While most school districts have opened for in-person instruction, dozens have decided to start the year virtually. Some schools that opened in-person have already had to close and move online temporarily due to cases of COVID-19 and the number of students or staff members under quarantine orders. 

The letter raised questions for school districts across the state about how much money they would actually receive for the school year that, in many cases, had already started. It also raised concerns that schools would feel pressured to return students to the classroom, whether or not they felt it was safe to do so. 

Holcomb’s announcement Wednesday said the action he’s asking the state board to take — delaying the count day — would “ensure that Indiana’s K-12 schools receive 100 percent of funding as he committed earlier this summer.” 

Bray and House Speaker Todd Huston — leaders of the supermajority in their respective chambers — said they, too, support moving back the count day to allow schools to receive 100% of their per-student funding. 

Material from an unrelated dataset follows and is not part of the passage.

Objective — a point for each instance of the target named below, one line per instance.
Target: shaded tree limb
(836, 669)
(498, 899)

It’s unclear how it will do that, though, unless all students are physically back in classrooms by the new count day, which will be set by the state board at a special meeting next week. 

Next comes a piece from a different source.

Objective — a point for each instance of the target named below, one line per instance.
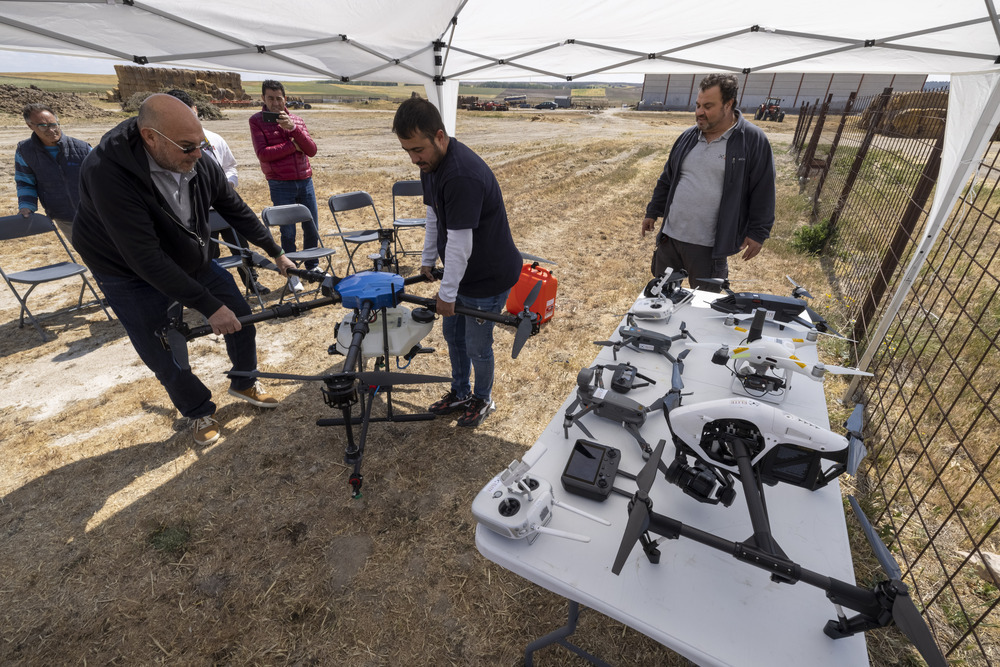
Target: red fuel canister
(544, 306)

“The board has this opportunity to build a bridge to the legislative session in early 2021,” said Molly Deuberry Craft, spokesperson for the state board. “The opportunity to move the ADM can help provide assurances to schools during a time of so many unknowns.”

Uncertainty over funding still looms

In the short term, schools will continue to be funded as if all of their students are in-person. How long that continues, though, depends on what lawmakers do.

The soonest they could take action would be on Organization Day in November, but Bray’s letter suggests little agreement on fully funding all students. Otherwise, the debate will begin in January. 

Until then, schools will continue to receive state funding in monthly distributions based on an estimated enrollment figure that schools provide to the Indiana Department of Education in the spring. This is the process every year, until the official enrollment count is certified. At that point, the state reconciles any difference between what schools received based on that estimated count and what the certified count says they should have been receiving. 

Without a legislative fix that fully funds all of a school district’s students regardless of how they receive their instruction, that reconciliation could create a fiscal cliff. The overpayment schools received in the first half of the year would be taken out of their remaining monthly payments. 

State Superintendent of Public Instruction Jennifer McCormick, who last week called on Holcomb to hold a special legislative session to address the uncertainty schools are feeling, said Wednesday she would continue to push for a solution. 

“This delay is just that — a delay,” she said in a statement. “Hoosier schools deserve a solution to secure 100% funding as districts are bargaining, budgeting and preparing for the next 18 months.”